The paper introduces a new Malware Detection system, DroidEvolver, to handle concept drift without the need for an explicit retraining stage or true labels. The system has a model pool consisting of 5 models and the premise is that the rate at which drift would affect each model would be different. Hence, when one model is observed to be failing in classifying a sample correctly due to concept drift, the results from the other models can be utilized to create a pseudo label with which the aging model would be updated. This would mean that the updation process takes place continuously throughout the functioning of the system without any human intervention and without the need for true labels. The models used in DroidEvolver’s model pool are built using the following online learning algorithms:

Passive Aggressive - First Order learning that uses Hinge Loss and changing learning rate
Online Gradient Descent - First Order learning that uses an incremental approach with hinge loss but with fixed learning rate
Adaptive Regularization of Weight Vectors - Second-order learning, that updates the mean and covariance of Gaussian Distribution based on classification results of new samples.
Regularized Dual Averaging - Online learning with regularization that adjusts parameters for an optimization problem
Adaptive Forest Backward Splitting - Online learning with regularization that uses geometric information of the data distribution, unlike RDA.
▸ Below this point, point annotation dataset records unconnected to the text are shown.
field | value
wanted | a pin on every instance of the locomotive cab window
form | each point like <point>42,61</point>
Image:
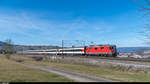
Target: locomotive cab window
<point>111,47</point>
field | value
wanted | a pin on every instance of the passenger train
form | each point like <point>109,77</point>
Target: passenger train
<point>99,50</point>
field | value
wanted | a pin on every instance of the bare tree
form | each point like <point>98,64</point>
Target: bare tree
<point>8,48</point>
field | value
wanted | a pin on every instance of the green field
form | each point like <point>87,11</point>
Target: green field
<point>11,71</point>
<point>99,71</point>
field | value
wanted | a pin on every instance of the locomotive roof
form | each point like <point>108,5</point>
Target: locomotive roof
<point>101,45</point>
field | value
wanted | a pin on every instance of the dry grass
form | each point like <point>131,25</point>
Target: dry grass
<point>11,71</point>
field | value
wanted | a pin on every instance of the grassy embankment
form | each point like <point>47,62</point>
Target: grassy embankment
<point>11,71</point>
<point>114,73</point>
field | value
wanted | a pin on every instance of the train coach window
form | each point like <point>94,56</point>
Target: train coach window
<point>102,48</point>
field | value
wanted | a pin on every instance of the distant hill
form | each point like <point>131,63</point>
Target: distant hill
<point>131,49</point>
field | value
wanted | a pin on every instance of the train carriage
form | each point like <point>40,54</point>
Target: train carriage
<point>102,50</point>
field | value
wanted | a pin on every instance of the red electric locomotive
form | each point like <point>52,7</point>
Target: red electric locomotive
<point>99,50</point>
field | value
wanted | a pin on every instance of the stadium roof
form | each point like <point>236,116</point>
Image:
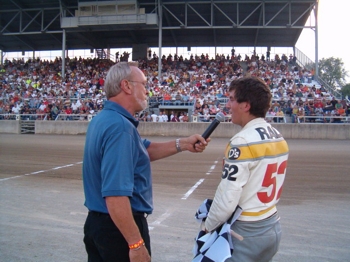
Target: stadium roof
<point>37,25</point>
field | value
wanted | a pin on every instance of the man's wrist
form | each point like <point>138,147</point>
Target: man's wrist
<point>177,145</point>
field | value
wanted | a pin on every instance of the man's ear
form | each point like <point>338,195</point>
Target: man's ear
<point>245,106</point>
<point>125,86</point>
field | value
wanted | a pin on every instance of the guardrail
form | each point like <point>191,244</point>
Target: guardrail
<point>23,117</point>
<point>74,117</point>
<point>198,118</point>
<point>323,119</point>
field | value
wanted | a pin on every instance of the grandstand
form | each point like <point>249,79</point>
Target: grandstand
<point>72,88</point>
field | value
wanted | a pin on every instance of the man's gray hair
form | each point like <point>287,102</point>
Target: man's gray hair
<point>115,75</point>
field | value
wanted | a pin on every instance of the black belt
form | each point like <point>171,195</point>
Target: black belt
<point>135,214</point>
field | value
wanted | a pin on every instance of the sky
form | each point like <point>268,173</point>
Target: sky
<point>332,40</point>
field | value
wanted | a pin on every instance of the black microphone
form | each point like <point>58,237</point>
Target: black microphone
<point>220,117</point>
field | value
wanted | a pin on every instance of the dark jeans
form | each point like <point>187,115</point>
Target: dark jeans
<point>105,243</point>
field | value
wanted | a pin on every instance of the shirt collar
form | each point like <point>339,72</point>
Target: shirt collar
<point>109,105</point>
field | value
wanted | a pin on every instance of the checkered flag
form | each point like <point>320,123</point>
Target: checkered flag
<point>216,246</point>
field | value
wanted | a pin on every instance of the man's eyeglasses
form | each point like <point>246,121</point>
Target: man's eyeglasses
<point>145,85</point>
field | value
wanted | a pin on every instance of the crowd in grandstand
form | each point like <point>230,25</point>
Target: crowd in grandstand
<point>37,87</point>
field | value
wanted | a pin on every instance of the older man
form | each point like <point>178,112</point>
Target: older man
<point>116,171</point>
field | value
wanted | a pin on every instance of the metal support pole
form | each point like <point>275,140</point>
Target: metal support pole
<point>316,42</point>
<point>63,53</point>
<point>160,25</point>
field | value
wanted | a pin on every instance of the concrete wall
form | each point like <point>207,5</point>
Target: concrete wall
<point>302,131</point>
<point>61,127</point>
<point>10,127</point>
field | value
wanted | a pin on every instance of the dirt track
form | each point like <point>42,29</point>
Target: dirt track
<point>42,211</point>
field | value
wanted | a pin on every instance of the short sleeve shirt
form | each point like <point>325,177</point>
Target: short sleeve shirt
<point>116,161</point>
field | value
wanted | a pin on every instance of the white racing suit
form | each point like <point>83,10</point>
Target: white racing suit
<point>253,173</point>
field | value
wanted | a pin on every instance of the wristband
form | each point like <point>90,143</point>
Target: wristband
<point>137,245</point>
<point>177,144</point>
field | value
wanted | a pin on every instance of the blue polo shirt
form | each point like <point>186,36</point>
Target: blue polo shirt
<point>116,161</point>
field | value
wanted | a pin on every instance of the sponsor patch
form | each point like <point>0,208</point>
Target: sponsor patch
<point>234,153</point>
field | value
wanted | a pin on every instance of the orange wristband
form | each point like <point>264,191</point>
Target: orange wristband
<point>137,245</point>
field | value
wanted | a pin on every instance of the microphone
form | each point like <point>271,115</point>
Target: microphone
<point>220,117</point>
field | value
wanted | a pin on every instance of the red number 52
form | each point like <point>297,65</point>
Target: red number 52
<point>270,180</point>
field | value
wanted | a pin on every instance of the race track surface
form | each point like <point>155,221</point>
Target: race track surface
<point>42,202</point>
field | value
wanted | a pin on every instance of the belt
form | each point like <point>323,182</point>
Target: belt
<point>135,214</point>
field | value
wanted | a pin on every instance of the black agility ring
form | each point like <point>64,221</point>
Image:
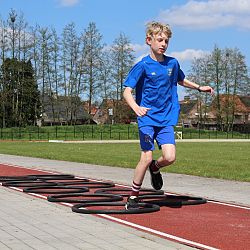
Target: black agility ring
<point>28,183</point>
<point>144,208</point>
<point>88,184</point>
<point>16,178</point>
<point>172,200</point>
<point>52,176</point>
<point>128,190</point>
<point>57,190</point>
<point>65,198</point>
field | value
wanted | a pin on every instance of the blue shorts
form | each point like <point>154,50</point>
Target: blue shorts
<point>162,135</point>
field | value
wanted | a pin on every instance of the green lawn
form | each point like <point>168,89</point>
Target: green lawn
<point>225,160</point>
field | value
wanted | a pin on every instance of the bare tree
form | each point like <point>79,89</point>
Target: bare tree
<point>91,53</point>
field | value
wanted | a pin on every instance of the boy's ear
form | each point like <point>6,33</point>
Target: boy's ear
<point>148,40</point>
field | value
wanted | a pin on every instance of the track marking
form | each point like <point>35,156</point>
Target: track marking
<point>169,236</point>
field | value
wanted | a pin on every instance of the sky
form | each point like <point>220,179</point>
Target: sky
<point>197,26</point>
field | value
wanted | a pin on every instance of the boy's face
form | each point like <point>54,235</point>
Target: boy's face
<point>158,43</point>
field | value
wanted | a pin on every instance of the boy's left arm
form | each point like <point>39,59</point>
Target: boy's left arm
<point>192,85</point>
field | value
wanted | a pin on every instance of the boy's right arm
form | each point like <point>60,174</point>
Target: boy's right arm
<point>127,94</point>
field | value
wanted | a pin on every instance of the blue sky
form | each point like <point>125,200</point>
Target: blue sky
<point>197,25</point>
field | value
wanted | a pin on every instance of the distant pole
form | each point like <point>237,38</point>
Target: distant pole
<point>13,19</point>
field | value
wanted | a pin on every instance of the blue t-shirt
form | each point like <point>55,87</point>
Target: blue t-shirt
<point>156,88</point>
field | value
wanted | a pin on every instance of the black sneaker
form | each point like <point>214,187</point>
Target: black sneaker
<point>156,178</point>
<point>132,203</point>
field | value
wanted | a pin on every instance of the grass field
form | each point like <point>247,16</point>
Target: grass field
<point>224,160</point>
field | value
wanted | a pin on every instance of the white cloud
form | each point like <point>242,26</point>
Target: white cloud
<point>68,3</point>
<point>182,56</point>
<point>189,54</point>
<point>209,14</point>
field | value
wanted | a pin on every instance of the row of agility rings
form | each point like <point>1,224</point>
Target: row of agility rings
<point>105,196</point>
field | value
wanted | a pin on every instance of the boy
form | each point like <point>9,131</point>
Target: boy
<point>155,79</point>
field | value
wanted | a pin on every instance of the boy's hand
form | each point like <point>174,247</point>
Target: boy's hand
<point>207,89</point>
<point>141,111</point>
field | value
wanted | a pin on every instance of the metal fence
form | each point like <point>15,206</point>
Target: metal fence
<point>93,133</point>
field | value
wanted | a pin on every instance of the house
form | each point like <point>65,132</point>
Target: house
<point>114,111</point>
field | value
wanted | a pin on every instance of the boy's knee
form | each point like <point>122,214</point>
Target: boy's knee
<point>168,160</point>
<point>146,160</point>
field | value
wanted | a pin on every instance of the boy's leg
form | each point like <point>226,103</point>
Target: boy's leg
<point>147,146</point>
<point>168,155</point>
<point>141,168</point>
<point>166,141</point>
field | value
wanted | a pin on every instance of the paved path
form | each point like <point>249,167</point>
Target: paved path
<point>27,222</point>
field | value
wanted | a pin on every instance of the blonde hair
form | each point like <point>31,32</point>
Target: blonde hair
<point>154,28</point>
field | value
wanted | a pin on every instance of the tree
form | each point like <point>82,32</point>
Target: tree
<point>91,56</point>
<point>201,68</point>
<point>122,59</point>
<point>26,108</point>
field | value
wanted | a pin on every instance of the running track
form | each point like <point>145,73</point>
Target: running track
<point>213,225</point>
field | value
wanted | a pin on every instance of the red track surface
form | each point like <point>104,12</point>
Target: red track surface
<point>213,225</point>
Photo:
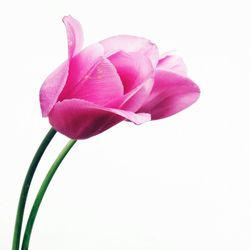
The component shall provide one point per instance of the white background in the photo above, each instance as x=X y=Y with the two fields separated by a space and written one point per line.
x=178 y=183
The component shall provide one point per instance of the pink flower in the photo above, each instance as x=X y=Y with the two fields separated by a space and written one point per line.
x=120 y=78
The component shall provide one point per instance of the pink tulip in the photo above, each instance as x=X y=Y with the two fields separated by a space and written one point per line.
x=120 y=78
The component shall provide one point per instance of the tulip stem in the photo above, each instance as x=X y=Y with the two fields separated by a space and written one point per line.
x=26 y=186
x=41 y=192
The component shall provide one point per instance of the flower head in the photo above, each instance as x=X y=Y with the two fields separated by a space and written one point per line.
x=120 y=78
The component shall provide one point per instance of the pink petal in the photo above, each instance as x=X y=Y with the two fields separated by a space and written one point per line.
x=52 y=88
x=136 y=98
x=172 y=63
x=74 y=34
x=79 y=119
x=100 y=85
x=171 y=93
x=56 y=81
x=80 y=65
x=133 y=68
x=128 y=43
x=136 y=73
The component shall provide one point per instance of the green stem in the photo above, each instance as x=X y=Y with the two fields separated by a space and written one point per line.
x=26 y=186
x=41 y=193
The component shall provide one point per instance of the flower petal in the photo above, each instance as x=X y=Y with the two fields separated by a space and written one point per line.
x=136 y=73
x=74 y=34
x=100 y=85
x=80 y=65
x=79 y=119
x=172 y=63
x=171 y=93
x=133 y=68
x=128 y=43
x=55 y=82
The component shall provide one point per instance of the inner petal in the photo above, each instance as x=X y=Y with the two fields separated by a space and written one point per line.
x=100 y=85
x=133 y=68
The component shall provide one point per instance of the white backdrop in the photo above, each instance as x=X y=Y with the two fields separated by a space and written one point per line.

Once the model pool is initialized, each time a new sample comes in a Juvenilization Indicator (JI) of that sample is calculated for each model. JI score is basically a similarity score of the new sample compared to a subset of samples the model has already seen. A buffer is kept for each model to store this subset of samples to be compared against. If a sample is not drifting according to JI scored for any model, then a weighted voting is done across the models to finalize the classification. Moreover, the feature vector for this new sample could randomly replace a sample in the buffer. If a sample is drifting for a set of models according to the JI score, a weighted voting is done across all the non-drifting models and the resulting classification is used as a pseudo label. The feature set of the aging models would be updated by including the features of the drifting sample, and the model structure would be updated using the drifting application and its pseudo label. DroidEvolver’s performance was compared against the then state-of-the-art malware classification system MAMADROID. It was found that DroidEvolver outperforms MAMDROID by a 15.8% F1 Score, 12.97% precision, and 17.57% recall on average. More importantly, it was observed that while the MAMDROID F-measure kept falling over a period of around 5 years, DroidEvolver’s F-measure remained stable in comparison. It was also observed that the number of features used by DroidEvolver kept on increasing over the years. The presentation did point out that DroidEvolver is a static analysis system and hence cannot be compared to the power of a dynamic one, and moreover is susceptible to poisoning attack where the training dataset could be poisoned to affect the accuracy.

Discussion

The first point of discussion was how DroidEvolver uses 5 models in its model pool and the practical consequences of such a strategy. Most devices or even the AV cloud server might not have the resources to accommodate 5 fully-fledged models and hence this points to a shortcoming of the paper in that it did not focus on such engineering aspects but remained for the most part academic and overly optimistic.
Another aspect to be noted is that even though the dataset used by DroidEvolver for evaluation is fairly balanced, they have made no mention of the context of this model, the environment for which the model was designed, or the priorities it has. For this reason, it is hard to judge if the dataset used is representative.
A question that arose was that if drift detection and subsequent retraining strategies are implemented at the cloud level, how does the cloud system identify drifts happening at the local client-side systems? It is normally detected using the data collected from the client side, including metadata as well as actual samples.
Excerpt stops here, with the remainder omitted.